Ridley
Scott vuelve al espacio, aunque esta vez sustituye la epopeya metafísica de
Blade Runner por la retórica de lo cercano posible, la poesía por la ciencia.
Sin embargo, estira demasiado la aventura, creo, de este Robinson marciano.
A un
astronauta se le da por muerto en una misión a Marte, sus compañeros lo
abandonan en medio de una furiosa tempestad. Cuando el prota abre los ojos al
desierto marciano le espera la muerte. Pero lo propio de nuestra especie es no
rendirse, canta el mito.

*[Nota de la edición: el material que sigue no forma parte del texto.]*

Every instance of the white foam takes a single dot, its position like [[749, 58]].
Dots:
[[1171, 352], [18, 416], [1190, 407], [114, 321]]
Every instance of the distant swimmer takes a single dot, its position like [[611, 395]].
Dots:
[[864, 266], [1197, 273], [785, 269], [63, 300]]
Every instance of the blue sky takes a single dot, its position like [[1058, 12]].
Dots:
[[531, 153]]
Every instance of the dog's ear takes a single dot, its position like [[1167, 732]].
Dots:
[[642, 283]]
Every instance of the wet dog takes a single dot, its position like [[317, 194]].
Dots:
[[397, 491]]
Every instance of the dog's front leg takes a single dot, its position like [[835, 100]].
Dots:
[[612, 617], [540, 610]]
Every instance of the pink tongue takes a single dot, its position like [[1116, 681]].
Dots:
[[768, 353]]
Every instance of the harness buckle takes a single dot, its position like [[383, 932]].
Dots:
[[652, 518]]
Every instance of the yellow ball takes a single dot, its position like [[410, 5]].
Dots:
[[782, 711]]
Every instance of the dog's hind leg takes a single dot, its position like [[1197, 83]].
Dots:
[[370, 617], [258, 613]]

En la estación abandonada por sus compañeros puede
sobrevivir con las reservas para unos meses, que amplía con sus conocimientos
de botánica: en un hangar climatizado cultiva patatas con sus excrementos.

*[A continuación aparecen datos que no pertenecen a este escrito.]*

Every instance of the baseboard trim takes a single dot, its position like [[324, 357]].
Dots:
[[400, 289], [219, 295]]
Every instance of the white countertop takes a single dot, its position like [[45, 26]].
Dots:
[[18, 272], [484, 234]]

Hasta aquí la prospección científica.
Lo que
sigue, dar por hecho lo posible tecnológico a día de hoy, el rescate planeado
desde la Tierra, se explica con prisas y cambiando de registro. Ahí es donde se
estira la película, del duro trabajo de guión se pasa a la fácil seducción
emocional del espectador.
Como en el
fútbol, soporto mal la inducción a las lágrimas: familias y amigos que esperan
el reencuentro, políticos humanos y corazones de piedra, chinos y americanos
unidos en el rescate espacial, plazas del mundo llenas de gente siguiendo en
directo el buen fin de la aventura.
La peli
está técnicamente bien hecha, ¿cómo podría ser de otro modo?, pero si Ridley
Scott hubiese metido las tijeras aún estaría mejor.